Another section said, “Because Darwin’s theory is a theory, it is still being tested as new evidence is discovered. A theory is not a fact. Gaps in the theory exist for which there is no evidence. A theory is defined as ‘a well-tested explanation that unifies a broad range of observations.’ Intelligent design is an explanation of the origin of life that differs from Darwin’s view. The reference book Of Pandas and People is available for students to see if they would like to explore this view in an effort to gain an understanding of what intelligent design actually involves. As is true with any theory, students are encouraged to keep an open mind. The school leaves the discussion of the origin of life up to individual students and their families.”

A majority of the school board in Dover, Pennsylvania, agreed, and voted that students there should be taught in science class ideas contrary to what the overwhelming majority of scientists believe about the origin of species.

Jeff and Carol Brown were members of the school board who could not support the decision and chose to resign. “After ten years on the board,” explained Carol Brown, “I realized that I was at a point where I could no longer represent the interests of all of the members of the community, because that’s what I was elected to do. Not the interests of a small group or an individual but the interests of all of the members of the community. And I was no longer able to do that.”

The controversy started over the selection of a new biology textbook, which was opposed by the person in charge of the curriculum. “He cited sixteen mentions of Darwin and Darwin’s theories in a 1,400-page textbook,” said Carol Brown, “and he said that he would not present it to the board for approval, and he thought that we should look further.” Brown was surprised at the decision, because “at no point in the textbook, in no chapter of the textbook, is there
any mention of the so-called controversial theory of the descent of man, which Darwin promulgated. The discussion centers about Darwin’s theory of natural selection, which is, in essence, survival of the fittest. If a species cannot adapt, then that species dies out. And that’s all we have ever taught in Dover, and that is what is mandated by the state curriculum.”

Yet despite years of teaching Darwin, the school board was now deciding to eliminate the standard biology textbook and substitute it with a book called Of Pandas and People, which espouses the idea of intelligent design. “I see this as an attempt to put a specific religious viewpoint into the classroom that is contrary to the 1987 Supreme Court ruling.”

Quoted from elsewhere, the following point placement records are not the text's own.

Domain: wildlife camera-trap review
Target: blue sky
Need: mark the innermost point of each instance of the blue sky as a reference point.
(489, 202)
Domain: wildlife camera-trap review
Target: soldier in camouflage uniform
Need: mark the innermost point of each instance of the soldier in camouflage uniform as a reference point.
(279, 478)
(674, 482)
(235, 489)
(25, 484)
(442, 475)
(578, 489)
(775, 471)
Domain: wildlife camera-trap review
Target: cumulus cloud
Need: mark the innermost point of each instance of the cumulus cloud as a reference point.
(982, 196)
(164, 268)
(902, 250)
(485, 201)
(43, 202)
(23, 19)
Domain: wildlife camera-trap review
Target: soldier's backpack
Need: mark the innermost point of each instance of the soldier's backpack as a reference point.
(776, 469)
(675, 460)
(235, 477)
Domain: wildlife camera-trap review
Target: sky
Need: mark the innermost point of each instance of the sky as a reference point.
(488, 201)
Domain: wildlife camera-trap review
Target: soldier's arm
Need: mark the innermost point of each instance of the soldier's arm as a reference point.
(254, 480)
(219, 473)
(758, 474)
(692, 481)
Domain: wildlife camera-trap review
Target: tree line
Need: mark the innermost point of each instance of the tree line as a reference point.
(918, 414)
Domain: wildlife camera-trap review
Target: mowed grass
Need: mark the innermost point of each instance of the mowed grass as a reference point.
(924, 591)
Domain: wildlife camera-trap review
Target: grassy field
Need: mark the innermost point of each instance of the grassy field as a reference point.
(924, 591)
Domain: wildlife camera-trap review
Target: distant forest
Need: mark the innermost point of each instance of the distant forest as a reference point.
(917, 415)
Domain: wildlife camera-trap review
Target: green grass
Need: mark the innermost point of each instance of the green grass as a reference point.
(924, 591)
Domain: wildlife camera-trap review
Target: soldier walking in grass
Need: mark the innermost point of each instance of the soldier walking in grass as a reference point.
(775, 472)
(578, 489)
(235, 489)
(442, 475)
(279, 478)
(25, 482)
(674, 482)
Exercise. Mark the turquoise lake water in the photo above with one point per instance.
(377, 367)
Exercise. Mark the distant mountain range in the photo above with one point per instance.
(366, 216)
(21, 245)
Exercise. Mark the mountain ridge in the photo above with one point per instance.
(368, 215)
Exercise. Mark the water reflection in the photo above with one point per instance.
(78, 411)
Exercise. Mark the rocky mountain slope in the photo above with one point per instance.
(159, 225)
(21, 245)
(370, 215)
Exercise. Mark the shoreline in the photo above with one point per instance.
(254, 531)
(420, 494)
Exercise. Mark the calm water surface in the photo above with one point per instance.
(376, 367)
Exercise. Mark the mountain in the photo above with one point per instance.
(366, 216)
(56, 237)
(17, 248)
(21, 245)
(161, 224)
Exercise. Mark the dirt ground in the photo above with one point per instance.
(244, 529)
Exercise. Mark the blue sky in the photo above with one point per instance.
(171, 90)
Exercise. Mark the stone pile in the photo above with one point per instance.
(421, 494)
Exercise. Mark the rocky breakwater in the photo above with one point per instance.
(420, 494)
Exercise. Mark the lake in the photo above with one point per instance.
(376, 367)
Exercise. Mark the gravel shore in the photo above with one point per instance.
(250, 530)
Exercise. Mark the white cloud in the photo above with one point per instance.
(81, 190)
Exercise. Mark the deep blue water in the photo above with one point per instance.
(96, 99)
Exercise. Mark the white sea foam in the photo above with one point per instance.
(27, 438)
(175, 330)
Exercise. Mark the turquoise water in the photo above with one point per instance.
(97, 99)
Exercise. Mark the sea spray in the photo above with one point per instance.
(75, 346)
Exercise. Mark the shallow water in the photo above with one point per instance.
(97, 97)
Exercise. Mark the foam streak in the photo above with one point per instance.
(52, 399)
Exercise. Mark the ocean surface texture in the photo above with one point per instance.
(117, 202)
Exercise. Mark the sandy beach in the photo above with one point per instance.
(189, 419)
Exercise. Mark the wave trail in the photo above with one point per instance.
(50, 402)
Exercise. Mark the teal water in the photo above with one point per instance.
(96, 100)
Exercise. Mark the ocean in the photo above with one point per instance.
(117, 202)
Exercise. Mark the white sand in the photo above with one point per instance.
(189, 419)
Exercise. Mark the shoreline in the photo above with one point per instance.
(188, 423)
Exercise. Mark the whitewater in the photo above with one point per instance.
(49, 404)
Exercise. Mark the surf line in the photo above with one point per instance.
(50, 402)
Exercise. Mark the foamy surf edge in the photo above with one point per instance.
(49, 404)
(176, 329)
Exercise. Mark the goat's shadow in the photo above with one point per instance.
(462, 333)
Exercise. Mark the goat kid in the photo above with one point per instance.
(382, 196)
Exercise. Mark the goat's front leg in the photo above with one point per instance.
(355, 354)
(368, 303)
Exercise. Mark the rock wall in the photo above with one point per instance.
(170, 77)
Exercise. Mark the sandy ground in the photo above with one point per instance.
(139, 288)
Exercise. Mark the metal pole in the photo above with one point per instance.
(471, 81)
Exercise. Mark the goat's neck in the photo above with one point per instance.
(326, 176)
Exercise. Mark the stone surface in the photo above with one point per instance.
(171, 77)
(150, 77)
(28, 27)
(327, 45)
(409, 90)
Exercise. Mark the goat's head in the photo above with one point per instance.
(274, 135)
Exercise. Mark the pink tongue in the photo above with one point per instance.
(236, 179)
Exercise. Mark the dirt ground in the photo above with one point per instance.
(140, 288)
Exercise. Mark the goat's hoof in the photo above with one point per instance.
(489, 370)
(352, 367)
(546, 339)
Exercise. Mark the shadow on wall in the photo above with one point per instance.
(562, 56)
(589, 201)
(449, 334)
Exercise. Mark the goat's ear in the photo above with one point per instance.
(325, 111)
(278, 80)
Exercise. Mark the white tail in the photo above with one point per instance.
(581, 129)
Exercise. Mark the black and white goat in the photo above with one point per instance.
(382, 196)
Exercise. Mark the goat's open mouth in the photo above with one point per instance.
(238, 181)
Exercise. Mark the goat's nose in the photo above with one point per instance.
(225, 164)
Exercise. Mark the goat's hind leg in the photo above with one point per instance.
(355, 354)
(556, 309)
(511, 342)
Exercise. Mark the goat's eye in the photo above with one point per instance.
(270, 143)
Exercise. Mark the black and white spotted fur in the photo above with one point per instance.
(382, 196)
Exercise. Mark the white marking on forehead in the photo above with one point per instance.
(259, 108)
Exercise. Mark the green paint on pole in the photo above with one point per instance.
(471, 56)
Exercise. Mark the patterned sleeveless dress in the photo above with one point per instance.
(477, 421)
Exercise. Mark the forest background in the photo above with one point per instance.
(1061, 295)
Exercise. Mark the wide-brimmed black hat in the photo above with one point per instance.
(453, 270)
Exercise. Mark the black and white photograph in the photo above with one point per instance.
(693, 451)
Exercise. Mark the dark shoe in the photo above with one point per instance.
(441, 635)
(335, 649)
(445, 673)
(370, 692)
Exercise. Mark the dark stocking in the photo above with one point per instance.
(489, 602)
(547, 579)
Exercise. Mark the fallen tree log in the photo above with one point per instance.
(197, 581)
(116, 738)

When Ms. Brown objected to the book, the school board frequently called her faith into question. “I would never presume to ask anyone what his or her faith is. That’s of no importance in serving on the school board. We’re there to represent all of the members of the community and all of our students, and that includes students of all faiths. And I was asked, actually, on three separate occasions whether or not I was a born-again Christian, whether I had been ‘saved.’ And although I didn’t go off in anger, I was very offended by that, because that is a matter between me and my God, if you will, and my pastor.”